Before the so-called European Parliament are plans for a single army controlled by Brussels, and for a single security service tasked with combating subversion. The definition of subversion includes criticism of the EU itself, even by legitimate political parties.
Were we to be subsumed into this arrangement, our security would suffer through a lack of independence of action, even when in our own interests.
NATO would be denied funds by countries already failing in their treaty obligations to spend two per cent of their budget on funding the umbrella that protects them from attack.
Free speech and democracy are put at risk by the suggestion that subversion includes a criticism of the EU.
Moreover, overall security currently based on the ‘five eyes’ partnership of the UK, Australia, Canada, New Zealand and the USA would be less effective as the absolute trust of those nations is not replicated between the security forces of the EU.

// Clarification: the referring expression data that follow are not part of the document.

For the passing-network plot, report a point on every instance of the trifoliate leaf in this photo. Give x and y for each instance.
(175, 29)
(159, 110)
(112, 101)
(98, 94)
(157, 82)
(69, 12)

The next step will be the expansion of the Treaty of Velsen. Signed by some member states at the same time as the Lisbon Treaty, from which we are soon to extricate ourselves, it sets up a pan European Gendarmerie Force of armed military style police.
It is a force that can be deployed in member states to “help” national governments restore order. Except it can be deployed without reference to national governments and without national police or judicial control.
Portugal’s Prime Minister Antonio Costas has called for the transfer of more power to the European Commission to overrule national governments, unelected civil servants being ever more powerful than elected representatives.
His rhetoric about punishing the UK for leaving is not the language of a friend and ally, but appears to be that of someone hoping to forestall his own people following our lead.
Jean Monet and Arthur Salter, who first propounded the concept of this country called Europe, would be proud of him.
Throughout Europe we see the political elite seeking to impose “enlightened government”.
In attacking those who voted to leave of having a lack of intelligence, they display a contempt of opinions other than their own. In a democracy all opinions are of equal value, except where they advocate hatred or violence.
Those in this country who continue to object to the result are at best discourteous, but at worst display the intolerance of which they accuse others.
It is my belief that the EU is not about trade or student visas – it is, as these developments show, about creating a huge single country.
Leaving the EU is about retaining our independence and ability to fully govern ourselves. Everything else is of secondary importance.
Those who would have us remain in the EU ignore that simple fact and play on the unimportant issues.
The right decision was made on June 23. That becomes clearer every day.